Le reggae vérité d’Alpha Wess
A la flatterie des griots, Alpha Wess a toujours préféré le langage critique avec lequel le reggae s’est rendu populaire en Afrique de l’Ouest. Réfugié en France pour des raisons politiques, le Guinéen a enfin la possibilité de faire connaître son second album Le Choc des cultures qui l’a contraint, il y a quatre ans, de quitter précipitamment son pays.
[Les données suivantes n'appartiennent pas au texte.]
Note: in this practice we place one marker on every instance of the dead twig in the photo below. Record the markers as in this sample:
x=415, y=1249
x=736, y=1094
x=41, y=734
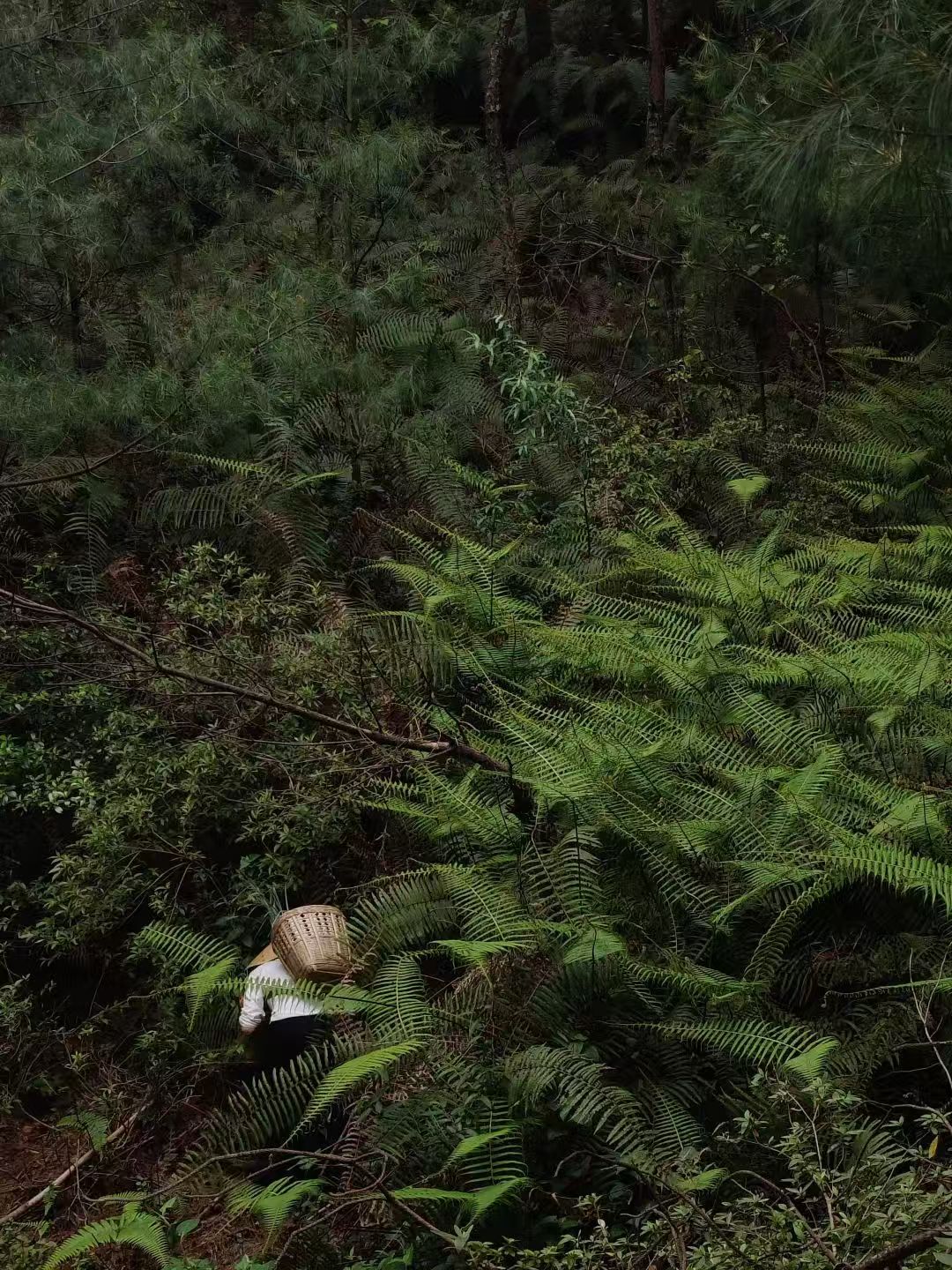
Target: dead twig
x=74, y=1169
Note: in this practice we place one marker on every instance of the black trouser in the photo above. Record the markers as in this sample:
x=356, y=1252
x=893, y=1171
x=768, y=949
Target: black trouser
x=277, y=1044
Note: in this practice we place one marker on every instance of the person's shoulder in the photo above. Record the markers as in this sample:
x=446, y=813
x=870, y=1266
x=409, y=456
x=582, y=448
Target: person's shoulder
x=268, y=970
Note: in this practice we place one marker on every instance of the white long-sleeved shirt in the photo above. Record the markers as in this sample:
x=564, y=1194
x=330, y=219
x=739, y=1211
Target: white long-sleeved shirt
x=282, y=1005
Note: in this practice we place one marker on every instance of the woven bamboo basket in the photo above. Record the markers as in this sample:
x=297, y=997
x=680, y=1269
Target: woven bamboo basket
x=312, y=941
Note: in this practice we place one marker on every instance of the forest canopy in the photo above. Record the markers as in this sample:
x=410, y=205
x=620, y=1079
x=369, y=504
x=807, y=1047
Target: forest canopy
x=485, y=467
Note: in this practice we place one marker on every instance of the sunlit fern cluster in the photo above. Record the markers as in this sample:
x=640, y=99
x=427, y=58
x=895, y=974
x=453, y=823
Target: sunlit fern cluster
x=720, y=830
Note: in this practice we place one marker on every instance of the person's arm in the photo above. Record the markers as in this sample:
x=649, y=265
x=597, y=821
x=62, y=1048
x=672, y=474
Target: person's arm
x=251, y=1015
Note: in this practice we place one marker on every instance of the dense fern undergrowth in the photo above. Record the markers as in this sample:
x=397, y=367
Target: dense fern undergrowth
x=487, y=467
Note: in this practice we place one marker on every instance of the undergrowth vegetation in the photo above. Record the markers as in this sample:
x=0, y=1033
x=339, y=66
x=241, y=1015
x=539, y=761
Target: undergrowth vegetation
x=485, y=467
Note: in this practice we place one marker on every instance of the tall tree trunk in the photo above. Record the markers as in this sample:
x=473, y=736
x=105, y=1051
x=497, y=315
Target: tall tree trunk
x=539, y=31
x=657, y=77
x=499, y=165
x=623, y=23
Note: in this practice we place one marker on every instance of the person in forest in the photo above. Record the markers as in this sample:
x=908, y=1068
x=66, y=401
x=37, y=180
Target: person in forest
x=279, y=1022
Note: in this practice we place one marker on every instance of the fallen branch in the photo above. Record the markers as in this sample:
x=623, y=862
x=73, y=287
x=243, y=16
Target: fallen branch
x=900, y=1252
x=78, y=471
x=49, y=615
x=324, y=1157
x=74, y=1169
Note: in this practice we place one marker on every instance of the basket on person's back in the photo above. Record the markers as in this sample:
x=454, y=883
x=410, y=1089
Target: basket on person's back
x=312, y=943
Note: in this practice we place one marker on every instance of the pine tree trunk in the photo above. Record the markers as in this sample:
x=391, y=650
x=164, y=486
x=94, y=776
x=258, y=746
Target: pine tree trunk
x=623, y=23
x=657, y=77
x=539, y=31
x=498, y=57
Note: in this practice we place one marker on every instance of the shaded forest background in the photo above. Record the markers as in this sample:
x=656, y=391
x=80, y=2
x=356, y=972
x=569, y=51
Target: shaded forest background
x=487, y=467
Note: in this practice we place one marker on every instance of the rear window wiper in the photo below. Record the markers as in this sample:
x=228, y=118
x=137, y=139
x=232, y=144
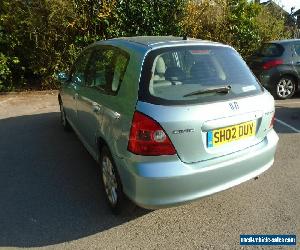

Le Choc des cultures et le poids des mots
A la flatterie des griots, Alpha Wess a toujours préféré le langage critique avec lequel le reggae s’est rendu populaire en Afrique de l’Ouest. Réfugié en France pour des raisons politiques, le Guinéen a enfin la possibilité de faire connaître son second album Le Choc des cultures qui l’a contraint, il y a quatre ans, de quitter précipitamment son pays.
Une valise à la main, sa guitare sur le dos : Alpha Wess n’avait guère plus de bagages quand il a débarqué sur le sol français le 20 juin 2004. Son départ de Guinée s’était fait dans l’urgence. Huit jours plus tôt, le reggaeman avait été pris pour cible par des tireurs alors qu’il circulait dans sa voiture. Son chauffeur avait été touché, précipitant le véhicule dans un ravin. Le chanteur sentait bien que l’étau se resserrait un peu plus sur lui depuis quelques semaines, alors qu’il s’apprêtait à présenter son second album Koutou Koutou, aujourd’hui commercialisé à l’échelle internationale sous le titre Le Choc des cultures. “Chez nous, quand un album sort, on organise un concert-dédicaces dont 60 % du prix des entrées reviennent à l’artiste, ce qui lui permet d’avoir un peu d’argent et évite à la maison de disques de lui verser un acompte. Mais toutes les salles de concert m’ont été interdites”, relate-t-il.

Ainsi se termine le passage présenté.